The program included six weekly sessions, with baseline and four-month follow-up surveys administered to assess self-efficacy beliefs, health behaviors and health status information.

Participants were split up between a single and multi-site delivery model.

According to the study's authors, delivery of the program via telehealth would address three barriers:

•The need for program leaders in every community.

•The need for leaders to travel long distances to communities, particularly remote areas without leaders.

•The need for a sufficient number of participants to form a face-to-face group in each community.

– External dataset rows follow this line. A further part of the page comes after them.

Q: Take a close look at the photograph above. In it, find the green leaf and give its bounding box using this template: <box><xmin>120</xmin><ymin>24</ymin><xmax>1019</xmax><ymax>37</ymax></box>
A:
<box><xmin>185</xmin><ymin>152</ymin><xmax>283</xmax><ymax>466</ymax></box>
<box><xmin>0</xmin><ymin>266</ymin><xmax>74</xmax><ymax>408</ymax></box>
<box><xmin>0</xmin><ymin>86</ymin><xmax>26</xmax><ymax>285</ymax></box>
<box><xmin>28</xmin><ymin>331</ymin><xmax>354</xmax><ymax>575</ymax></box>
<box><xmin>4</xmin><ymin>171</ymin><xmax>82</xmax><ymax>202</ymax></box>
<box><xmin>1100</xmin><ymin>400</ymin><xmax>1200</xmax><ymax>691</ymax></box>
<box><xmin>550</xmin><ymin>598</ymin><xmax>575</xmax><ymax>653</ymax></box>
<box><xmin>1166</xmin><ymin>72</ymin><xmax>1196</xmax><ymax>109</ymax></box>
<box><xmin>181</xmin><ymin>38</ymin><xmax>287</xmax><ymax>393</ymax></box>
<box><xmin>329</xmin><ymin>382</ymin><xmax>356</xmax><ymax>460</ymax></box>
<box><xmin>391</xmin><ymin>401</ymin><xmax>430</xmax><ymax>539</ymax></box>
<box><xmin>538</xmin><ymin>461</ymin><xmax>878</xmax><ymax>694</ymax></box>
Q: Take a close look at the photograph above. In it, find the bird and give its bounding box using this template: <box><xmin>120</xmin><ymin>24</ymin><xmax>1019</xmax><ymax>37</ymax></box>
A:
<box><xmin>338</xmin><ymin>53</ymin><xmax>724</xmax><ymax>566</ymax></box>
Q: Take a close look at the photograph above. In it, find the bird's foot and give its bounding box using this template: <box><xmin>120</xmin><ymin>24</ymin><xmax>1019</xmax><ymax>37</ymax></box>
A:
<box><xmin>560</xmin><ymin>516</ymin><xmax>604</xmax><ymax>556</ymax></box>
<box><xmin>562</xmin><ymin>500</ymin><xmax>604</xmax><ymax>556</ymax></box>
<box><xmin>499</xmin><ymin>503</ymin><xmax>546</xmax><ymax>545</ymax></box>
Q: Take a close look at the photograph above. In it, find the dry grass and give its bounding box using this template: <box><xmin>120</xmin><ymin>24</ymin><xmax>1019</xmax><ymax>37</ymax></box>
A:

Results showed significant improvements from baseline to follow-up for self-efficacy, exercise behavior, cognitive symptom management, communication with physicians, role function, psychological well-being, energy, health distress and self-rated health.

The study noted that there was no difference in results for the single and multi-site groups.

"Improvements in self-efficacy, health status, and health behaviors were equally effective in single- and multi-site groups," the authors said.

"Access to self-management programs could be greatly increased with telehealth using single and multi-site groups in rural and remote communities."

Synchronous telehealth for cardiovascular disease patients was shown to help reduce costs, admission rates and length of stay, according to research published last week in the Journal of the Medical Internet Research.

Additionally, research published in the April edition of Telemedicine and e-Health determined that telehealth increased patient adherence to hypertension treatment.